NICE recommends seven drugs for rheumatoid arthritis

by | 26th Jan 2016 | News

Cost regulators for the NHS in England and Wales have issued final guidelines recommending seven biological disease modifying drugs for severe rheumatoid arthritis which has not responded to conventional disease modifying therapy.

Cost regulators for the NHS in England and Wales have issued final guidelines recommending seven biological disease modifying drugs for severe rheumatoid arthritis which has not responded to conventional disease modifying therapy.

The guidance recommends: AbbVie’s Humira (adalimumab); Pfizer’s Enbrel (etanercept); Merck Sharp & Dohme’s (MSD) Remicade (infliximab) and biosimilars by Hospira UK (Inflectra) and Napp Pharmaceuticals (Remsima); UCB Pharma’s Cimzia (certolizumab); MSD’s Simponi (golimumab); Roche’s RoActemra (tocilizumab); and Bristol-Myers Squibb’s Orencia (abatacept), each in combination with methotrexate.

Humira, Enbrel, Cimzia or RoActemra are also recommended as monotherapy for people who cannot take methotrexate, the Institute said.

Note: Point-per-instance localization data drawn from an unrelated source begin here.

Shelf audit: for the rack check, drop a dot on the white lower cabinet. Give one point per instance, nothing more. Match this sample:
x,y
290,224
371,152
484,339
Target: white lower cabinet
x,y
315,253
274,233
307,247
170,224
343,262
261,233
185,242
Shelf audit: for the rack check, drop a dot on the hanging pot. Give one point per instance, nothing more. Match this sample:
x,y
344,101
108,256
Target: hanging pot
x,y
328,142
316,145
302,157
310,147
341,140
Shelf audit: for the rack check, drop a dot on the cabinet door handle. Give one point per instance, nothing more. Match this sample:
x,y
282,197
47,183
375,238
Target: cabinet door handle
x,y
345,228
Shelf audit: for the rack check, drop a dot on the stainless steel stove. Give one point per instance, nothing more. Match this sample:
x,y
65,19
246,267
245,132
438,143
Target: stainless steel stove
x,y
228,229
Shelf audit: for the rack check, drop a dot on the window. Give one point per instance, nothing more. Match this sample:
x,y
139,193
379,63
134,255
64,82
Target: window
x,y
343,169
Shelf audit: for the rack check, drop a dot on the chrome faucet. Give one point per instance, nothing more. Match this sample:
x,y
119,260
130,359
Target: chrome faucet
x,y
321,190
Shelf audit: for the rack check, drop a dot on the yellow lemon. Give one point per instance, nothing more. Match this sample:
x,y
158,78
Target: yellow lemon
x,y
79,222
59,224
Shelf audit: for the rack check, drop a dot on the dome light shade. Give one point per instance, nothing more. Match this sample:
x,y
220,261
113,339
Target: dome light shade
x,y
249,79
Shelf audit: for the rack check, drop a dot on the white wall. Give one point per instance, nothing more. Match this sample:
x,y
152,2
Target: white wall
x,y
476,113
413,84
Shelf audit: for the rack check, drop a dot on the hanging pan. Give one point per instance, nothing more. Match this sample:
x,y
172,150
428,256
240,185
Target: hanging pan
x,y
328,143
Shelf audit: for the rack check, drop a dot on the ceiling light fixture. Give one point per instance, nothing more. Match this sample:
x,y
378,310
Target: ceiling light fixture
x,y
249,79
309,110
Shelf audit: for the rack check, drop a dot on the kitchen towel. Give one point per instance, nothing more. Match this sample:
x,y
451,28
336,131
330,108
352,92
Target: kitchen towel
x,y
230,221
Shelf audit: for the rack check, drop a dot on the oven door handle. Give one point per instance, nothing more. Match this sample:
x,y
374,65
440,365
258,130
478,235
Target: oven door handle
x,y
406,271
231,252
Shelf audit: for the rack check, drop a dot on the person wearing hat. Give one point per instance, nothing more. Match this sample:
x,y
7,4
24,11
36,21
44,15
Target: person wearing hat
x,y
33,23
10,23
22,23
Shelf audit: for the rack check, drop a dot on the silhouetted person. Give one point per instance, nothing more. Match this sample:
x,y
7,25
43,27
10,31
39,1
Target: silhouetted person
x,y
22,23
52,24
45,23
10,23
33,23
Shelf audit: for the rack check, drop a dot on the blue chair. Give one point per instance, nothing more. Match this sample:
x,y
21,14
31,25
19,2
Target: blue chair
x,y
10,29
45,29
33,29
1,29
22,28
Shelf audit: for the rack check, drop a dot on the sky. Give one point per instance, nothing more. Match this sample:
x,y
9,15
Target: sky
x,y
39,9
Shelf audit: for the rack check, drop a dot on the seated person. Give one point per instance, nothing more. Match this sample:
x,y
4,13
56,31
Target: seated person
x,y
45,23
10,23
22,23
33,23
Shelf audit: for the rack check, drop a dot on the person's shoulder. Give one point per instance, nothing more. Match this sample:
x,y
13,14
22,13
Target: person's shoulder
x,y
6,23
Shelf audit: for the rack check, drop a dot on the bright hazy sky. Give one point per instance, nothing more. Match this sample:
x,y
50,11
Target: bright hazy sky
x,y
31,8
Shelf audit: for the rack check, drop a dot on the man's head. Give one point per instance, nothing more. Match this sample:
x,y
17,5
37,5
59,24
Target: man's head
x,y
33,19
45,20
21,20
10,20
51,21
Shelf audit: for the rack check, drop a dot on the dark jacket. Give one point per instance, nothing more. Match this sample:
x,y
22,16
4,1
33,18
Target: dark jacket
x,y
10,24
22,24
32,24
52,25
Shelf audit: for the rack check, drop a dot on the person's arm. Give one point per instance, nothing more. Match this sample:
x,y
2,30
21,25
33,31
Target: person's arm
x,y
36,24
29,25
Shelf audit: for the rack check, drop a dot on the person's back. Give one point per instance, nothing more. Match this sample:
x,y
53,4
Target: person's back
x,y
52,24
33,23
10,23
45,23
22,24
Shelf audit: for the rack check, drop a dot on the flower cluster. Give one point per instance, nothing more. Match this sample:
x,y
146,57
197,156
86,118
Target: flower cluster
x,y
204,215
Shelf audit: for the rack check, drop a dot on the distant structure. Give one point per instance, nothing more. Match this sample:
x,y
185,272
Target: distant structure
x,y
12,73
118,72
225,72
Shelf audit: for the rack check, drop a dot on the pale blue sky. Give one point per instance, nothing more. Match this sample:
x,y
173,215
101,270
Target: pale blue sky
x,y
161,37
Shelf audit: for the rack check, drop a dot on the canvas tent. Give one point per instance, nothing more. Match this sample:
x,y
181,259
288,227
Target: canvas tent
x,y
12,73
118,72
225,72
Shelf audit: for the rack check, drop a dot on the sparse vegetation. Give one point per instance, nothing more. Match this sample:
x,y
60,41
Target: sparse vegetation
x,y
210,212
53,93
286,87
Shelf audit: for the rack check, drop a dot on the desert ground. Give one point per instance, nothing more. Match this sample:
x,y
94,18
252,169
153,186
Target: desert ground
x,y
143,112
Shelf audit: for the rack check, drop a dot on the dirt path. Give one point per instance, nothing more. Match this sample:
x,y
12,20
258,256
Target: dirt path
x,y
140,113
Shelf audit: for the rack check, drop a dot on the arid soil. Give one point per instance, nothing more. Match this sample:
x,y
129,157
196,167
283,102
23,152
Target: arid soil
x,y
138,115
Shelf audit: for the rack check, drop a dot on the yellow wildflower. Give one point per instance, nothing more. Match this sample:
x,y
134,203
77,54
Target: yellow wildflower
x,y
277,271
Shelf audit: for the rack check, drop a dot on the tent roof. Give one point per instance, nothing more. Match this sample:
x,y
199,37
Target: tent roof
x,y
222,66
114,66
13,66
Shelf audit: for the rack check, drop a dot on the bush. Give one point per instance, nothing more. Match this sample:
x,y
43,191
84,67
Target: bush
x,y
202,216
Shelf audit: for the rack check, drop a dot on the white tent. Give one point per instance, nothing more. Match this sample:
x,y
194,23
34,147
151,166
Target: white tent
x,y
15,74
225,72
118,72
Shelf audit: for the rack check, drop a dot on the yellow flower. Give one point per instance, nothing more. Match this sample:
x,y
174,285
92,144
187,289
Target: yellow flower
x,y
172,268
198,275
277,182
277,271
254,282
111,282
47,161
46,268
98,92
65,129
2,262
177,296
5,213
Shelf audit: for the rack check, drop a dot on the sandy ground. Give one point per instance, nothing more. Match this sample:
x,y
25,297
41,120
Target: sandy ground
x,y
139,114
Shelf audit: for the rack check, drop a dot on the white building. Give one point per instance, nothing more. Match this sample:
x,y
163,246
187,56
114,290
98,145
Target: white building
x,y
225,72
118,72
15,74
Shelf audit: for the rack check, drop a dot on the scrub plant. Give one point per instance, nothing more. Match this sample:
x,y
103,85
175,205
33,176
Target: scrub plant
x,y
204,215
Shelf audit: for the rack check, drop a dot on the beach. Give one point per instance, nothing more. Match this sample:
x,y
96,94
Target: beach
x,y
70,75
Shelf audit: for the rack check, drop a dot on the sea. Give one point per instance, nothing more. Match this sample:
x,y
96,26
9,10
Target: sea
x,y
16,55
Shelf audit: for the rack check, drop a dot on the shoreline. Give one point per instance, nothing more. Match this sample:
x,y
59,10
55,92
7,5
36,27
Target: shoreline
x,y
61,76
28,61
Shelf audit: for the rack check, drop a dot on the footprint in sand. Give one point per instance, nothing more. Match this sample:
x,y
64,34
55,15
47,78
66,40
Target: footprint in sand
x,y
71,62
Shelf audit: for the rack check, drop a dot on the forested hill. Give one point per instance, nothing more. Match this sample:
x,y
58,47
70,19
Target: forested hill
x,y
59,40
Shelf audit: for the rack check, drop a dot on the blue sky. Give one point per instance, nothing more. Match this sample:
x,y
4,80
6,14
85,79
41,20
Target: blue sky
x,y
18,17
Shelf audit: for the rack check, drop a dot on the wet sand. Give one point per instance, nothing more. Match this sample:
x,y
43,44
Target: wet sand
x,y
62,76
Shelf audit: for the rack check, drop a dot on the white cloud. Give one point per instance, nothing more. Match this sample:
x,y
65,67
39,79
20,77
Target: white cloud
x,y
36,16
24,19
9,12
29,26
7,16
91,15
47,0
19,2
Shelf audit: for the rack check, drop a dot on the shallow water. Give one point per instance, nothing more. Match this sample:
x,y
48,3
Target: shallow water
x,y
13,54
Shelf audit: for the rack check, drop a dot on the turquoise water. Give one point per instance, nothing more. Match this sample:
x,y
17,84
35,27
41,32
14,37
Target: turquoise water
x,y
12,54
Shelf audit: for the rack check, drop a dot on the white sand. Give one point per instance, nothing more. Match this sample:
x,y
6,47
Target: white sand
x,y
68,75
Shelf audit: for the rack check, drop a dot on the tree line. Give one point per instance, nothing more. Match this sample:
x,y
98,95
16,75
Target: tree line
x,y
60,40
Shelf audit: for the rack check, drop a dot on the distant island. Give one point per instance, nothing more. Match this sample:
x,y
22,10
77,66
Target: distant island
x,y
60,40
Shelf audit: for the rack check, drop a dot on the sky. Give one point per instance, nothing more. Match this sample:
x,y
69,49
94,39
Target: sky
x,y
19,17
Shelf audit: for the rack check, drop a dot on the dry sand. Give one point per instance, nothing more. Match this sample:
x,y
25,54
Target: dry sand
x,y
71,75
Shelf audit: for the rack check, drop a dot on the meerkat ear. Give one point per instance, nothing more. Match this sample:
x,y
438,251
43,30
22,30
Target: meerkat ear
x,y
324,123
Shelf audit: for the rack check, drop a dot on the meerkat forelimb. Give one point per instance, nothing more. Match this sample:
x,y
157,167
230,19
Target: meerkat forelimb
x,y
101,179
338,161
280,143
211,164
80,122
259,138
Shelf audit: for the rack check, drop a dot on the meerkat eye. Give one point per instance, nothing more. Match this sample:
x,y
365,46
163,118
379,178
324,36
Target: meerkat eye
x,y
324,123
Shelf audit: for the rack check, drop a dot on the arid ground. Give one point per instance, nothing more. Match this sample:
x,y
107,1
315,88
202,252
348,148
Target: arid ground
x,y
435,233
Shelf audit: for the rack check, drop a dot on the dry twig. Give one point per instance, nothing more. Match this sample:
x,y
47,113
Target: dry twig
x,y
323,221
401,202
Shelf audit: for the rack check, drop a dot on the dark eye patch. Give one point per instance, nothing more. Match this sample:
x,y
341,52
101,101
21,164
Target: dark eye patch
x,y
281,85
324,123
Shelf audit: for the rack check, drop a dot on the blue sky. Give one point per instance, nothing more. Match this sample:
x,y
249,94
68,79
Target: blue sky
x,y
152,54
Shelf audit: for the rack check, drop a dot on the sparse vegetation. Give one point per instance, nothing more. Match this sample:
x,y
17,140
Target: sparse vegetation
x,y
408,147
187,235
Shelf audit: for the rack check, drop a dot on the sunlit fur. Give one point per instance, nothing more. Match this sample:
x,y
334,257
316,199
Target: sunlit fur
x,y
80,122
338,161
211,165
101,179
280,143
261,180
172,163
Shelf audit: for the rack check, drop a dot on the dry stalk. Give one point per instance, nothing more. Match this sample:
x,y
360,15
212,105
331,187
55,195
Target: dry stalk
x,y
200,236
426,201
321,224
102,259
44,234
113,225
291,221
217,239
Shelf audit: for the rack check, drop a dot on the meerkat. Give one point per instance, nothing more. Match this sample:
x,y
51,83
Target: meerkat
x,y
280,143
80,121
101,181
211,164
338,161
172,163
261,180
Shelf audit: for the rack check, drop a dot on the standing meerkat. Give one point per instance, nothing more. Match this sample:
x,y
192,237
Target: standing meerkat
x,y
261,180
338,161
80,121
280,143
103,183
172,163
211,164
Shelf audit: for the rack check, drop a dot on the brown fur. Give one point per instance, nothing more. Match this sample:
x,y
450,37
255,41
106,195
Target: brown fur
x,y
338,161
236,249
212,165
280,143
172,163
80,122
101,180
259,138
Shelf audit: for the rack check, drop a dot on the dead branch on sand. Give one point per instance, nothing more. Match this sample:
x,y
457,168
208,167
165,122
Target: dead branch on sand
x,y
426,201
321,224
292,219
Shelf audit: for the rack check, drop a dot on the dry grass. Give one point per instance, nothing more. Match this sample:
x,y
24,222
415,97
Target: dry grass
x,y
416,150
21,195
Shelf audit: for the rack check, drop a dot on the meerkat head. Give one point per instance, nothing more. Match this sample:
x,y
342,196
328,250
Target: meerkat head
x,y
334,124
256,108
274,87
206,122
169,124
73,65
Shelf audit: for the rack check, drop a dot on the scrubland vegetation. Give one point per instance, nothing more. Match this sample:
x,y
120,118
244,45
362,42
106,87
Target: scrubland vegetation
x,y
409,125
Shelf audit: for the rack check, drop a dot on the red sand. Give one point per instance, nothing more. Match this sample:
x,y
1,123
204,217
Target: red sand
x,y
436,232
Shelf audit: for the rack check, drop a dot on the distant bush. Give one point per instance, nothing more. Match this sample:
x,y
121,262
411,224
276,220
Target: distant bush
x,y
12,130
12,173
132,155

Publication of the guidance follows unsuccessful appeals against the draft guidance, including from the National Rheumatoid Arthritis Society, which argued that it should also include patients with moderate active forms of the disease, and MSD, which claims that it is skewed in favour of Remicade’s biosimilars given that the Institute advises starting treatment with the least expensive drug.

“This guidance considers at what stage it’s clinically and cost effective to start using biological therapies as treatment options for adults with rheumatoid arthritis,” said Carole Longson, director of the Health Technology Evaluation Centre at NICE.

“In recommending them as options for people with severe rheumatoid arthritis after previous treatment with conventional DMARDs has been unsuccessful, this guidance reaffirms our previous recommendations on these drugs and confirms their place as an integral part of the rheumatoid arthritis treatment pathway.”

Rheumatoid arthritis is an incurable chronic systemic inflammatory autoimmune disease affecting around 400,000 people in the UK, of whom around 15% have severe disease.